The western horizon cast shafts of orange hues across her complexion, her eyes glowing in the dim light. Tendrils of shiny, black hair fell from her headscarf and framed her face as she stared up at him with doe eyes.

She was all soft curves and slim lines, feminine and well-groomed, so much prettier and healthier than I was. She knew it, too, sliding her body closer to his as she swayed those goddamned hips.

Stretching on tiptoes, she cupped the back of his head, raked her fingers through his hair, and kissed him, long and hard. His mouth remained slack yet pliable as her tongue flicked over his lips, her belly rocking against his unmoving frame.

Rolling heat slammed through my gut, my neck and jaw stiffening with rage.

She was lucky I was caged, because I wanted to kill her. Right fucking now. And maybe him, too, even as I knew he wasn’t himself and wouldn’t have chosen this. But I was so insanely angry I couldn’t think clearly. Why wasn’t he fighting whatever was harnessing his mind?

He might not have kissed her back, but he didn’t turn away either. He didn’t punch her in the ribs. Didn’t shove her in a cage. He just stood there, hands at his sides, and let her slobber all over his mouth. What else had he let her do for the past four months?

I felt sick, abandoned, replaced. As irrational as those feelings were, they were very, very real. Jealousy surged from the dark, blood-thirsty corner of my soul. I tried to shove it back by reminding myself I’d shared my heart and my body with two other men.

But that was different. I hadn’t left Michio for Jesse and Roark. He left me. I didn’t rip him away from his protectors, lock him in a cage, beat the shit out of him, ignore his pleas, and force him to watch an ungrateful asshole lick and suck on my lips.

She stepped back, hand on her belly, rubbing it with a contented sigh.

I lowered to my butt, refusing to give her the screaming, jealous fit she was likely anticipating. “You’re fucked up. You know that, right? Pawing a man like that who clearly doesn’t have control of his own mind? Are you raping him, too?”

A muscle jumped in her jaw, her eyes flicking to Michio. “You don’t know what you’re talking about.”

Michio grabbed the back of my cage, and with screech of metal on metal, he dragged it to the tailgate. The steel tray beneath me ground against my aching joints, and I adjusted my weight, balancing on both knees.

Elaine turned, sashaying back to the concrete structure and the elevator waiting within.

On the opposite side of the road, the calm water of the Colorado River stretched along the bluffs of the canyon and pressed against the dam. I didn’t know how the intake towers pumped the water and carried it to the other side, but the churn of the turbines rumbled somewhere beneath the elevator, generating hydroelectric power at the bottom of the canyon.

Michio and the blond driver lifted my cage, hefting it up their chests, and carried me toward the elevator shaft. The structure sat at the precipice of the dam, and from my lifted position, I could see around it and down the backside of the dam wall. We must’ve been a hundred stories in the air.

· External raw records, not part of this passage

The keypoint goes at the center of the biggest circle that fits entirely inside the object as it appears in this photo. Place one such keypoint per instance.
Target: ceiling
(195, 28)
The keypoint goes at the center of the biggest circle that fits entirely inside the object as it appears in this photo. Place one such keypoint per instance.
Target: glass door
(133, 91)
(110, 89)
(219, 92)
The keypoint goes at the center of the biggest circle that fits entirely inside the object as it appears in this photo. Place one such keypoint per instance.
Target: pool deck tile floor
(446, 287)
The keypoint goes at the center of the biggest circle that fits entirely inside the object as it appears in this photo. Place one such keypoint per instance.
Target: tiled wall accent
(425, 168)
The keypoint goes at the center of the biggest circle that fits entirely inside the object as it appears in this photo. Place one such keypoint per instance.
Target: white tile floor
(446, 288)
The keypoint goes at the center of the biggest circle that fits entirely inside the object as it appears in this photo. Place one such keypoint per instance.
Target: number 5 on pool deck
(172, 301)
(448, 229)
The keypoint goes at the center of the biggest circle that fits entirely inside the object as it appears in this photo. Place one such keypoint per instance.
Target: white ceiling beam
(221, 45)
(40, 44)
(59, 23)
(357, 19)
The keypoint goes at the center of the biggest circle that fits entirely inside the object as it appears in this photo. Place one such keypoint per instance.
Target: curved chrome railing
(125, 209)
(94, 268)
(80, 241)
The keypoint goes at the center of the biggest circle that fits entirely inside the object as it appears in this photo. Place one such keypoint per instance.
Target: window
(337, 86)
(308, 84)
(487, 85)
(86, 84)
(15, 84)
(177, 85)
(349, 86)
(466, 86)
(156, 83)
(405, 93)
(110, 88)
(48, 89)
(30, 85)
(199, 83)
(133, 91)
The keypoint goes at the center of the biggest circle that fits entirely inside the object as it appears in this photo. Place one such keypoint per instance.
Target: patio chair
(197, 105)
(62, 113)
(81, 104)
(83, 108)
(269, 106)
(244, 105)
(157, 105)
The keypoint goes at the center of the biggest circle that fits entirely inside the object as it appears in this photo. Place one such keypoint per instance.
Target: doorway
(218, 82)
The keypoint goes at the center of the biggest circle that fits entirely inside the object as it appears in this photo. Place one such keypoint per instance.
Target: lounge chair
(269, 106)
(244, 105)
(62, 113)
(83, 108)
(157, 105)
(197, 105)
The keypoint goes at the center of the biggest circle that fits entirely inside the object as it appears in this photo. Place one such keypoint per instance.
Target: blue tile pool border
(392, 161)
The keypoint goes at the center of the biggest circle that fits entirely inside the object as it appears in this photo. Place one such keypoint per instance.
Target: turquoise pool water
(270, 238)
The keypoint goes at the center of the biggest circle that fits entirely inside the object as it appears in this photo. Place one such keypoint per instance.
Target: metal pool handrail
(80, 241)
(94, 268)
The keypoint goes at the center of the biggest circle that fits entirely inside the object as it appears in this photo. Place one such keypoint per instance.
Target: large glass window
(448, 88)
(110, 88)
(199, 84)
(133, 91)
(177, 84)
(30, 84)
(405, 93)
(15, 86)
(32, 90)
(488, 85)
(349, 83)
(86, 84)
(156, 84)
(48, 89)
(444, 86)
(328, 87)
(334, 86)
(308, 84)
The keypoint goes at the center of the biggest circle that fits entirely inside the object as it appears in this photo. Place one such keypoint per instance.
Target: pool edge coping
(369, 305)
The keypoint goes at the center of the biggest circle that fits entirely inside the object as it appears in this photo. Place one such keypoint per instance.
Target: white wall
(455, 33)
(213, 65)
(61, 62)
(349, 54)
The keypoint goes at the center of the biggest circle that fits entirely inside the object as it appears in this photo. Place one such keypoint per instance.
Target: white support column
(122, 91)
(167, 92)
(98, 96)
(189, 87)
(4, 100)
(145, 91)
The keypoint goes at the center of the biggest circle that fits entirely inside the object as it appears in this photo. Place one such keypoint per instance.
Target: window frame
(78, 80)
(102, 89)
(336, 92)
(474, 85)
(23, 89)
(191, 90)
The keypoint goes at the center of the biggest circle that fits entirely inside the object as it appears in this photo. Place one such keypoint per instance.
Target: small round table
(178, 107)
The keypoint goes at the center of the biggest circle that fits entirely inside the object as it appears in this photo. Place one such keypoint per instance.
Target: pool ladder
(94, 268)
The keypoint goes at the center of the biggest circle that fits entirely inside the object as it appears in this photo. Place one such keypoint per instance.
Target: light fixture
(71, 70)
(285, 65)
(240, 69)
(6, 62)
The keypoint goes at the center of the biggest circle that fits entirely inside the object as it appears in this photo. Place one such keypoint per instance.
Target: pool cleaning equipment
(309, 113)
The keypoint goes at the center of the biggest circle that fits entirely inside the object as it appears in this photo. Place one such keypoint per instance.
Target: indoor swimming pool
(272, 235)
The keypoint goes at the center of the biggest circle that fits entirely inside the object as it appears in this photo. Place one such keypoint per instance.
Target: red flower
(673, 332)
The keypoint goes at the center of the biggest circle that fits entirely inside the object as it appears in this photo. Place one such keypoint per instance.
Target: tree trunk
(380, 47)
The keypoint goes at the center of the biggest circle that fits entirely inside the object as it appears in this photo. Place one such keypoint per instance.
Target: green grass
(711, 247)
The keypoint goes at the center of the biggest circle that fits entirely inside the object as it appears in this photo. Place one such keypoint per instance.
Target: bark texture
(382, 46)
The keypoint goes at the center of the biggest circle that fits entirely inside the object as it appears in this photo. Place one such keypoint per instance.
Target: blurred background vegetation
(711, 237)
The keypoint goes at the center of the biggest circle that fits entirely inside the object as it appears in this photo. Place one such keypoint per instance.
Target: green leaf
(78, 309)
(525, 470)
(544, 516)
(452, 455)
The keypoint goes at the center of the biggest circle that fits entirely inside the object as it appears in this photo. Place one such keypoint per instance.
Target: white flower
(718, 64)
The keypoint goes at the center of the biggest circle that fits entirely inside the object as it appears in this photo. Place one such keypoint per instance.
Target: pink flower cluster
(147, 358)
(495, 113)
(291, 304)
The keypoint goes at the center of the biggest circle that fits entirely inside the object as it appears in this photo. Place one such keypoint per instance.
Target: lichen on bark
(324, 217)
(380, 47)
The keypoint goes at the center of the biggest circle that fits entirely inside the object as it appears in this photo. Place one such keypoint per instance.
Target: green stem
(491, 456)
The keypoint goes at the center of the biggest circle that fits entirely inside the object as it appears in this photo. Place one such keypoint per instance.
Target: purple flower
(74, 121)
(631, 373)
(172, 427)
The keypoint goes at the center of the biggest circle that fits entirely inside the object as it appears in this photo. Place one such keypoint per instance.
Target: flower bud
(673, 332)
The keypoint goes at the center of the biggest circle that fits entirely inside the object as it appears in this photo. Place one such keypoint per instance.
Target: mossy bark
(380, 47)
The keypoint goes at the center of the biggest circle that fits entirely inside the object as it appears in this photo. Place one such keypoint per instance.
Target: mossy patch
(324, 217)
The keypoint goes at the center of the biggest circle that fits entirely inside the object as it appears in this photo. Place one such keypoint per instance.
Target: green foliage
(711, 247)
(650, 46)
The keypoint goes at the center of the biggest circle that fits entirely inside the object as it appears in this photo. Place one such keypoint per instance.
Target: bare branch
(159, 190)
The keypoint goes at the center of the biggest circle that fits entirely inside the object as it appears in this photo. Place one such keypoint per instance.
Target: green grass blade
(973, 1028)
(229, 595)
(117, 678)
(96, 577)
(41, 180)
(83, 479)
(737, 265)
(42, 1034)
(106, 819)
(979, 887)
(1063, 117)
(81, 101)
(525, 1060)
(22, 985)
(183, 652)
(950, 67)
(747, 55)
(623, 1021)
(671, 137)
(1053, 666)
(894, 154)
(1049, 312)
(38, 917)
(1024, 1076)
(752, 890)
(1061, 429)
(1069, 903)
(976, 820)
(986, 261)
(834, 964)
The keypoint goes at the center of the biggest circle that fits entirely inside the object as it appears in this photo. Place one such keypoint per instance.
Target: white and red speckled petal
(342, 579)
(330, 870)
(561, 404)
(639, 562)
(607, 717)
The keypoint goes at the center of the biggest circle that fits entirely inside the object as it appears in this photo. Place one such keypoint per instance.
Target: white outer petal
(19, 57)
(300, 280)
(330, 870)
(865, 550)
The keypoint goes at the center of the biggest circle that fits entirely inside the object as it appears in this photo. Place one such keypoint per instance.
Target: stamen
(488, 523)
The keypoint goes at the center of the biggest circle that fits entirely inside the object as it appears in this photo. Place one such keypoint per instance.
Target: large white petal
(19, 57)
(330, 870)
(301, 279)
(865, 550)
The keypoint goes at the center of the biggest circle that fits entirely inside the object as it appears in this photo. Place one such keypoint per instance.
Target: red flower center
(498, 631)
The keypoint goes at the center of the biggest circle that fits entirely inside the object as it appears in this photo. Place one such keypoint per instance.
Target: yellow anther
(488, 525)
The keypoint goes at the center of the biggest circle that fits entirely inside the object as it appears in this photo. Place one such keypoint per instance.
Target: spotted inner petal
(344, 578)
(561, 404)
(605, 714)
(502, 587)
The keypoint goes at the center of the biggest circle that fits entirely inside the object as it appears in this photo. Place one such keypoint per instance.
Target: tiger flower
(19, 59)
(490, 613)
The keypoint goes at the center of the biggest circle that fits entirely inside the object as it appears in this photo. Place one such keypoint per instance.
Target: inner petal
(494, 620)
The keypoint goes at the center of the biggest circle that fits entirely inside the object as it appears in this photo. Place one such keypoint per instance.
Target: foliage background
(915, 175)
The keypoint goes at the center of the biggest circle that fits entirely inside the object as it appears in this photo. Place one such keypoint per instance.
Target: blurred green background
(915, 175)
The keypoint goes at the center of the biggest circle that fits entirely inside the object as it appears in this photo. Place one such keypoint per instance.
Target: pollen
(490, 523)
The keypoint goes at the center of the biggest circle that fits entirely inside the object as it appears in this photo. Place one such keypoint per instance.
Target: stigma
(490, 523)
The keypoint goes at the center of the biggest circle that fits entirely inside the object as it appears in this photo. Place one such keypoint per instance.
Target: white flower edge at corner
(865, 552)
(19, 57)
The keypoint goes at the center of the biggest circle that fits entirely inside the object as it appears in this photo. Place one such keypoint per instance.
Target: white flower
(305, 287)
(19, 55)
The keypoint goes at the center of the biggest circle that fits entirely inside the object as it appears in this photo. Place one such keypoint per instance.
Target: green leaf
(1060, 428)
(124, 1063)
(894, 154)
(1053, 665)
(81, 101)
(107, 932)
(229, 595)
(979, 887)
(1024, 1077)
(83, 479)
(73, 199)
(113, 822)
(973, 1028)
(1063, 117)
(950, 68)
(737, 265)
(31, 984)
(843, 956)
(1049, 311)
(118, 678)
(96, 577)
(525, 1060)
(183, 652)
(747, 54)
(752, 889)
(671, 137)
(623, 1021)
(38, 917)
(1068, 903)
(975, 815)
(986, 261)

Vertigo hit me with a wave of light-headed, stomach-dropping dizziness, souring my insides and shivering my skin, and it was in that moment that I knew. This was the harbinger. The fated cliff.

Dread swelled in the back of my throat. My hands slicked with sweat.

I contemplated the long fall to termination, or freedom, depending on how I looked at it, and wondered when the omen would shove me over. I could see it coming, felt it thrashing through my veins. “I’m going to die here.”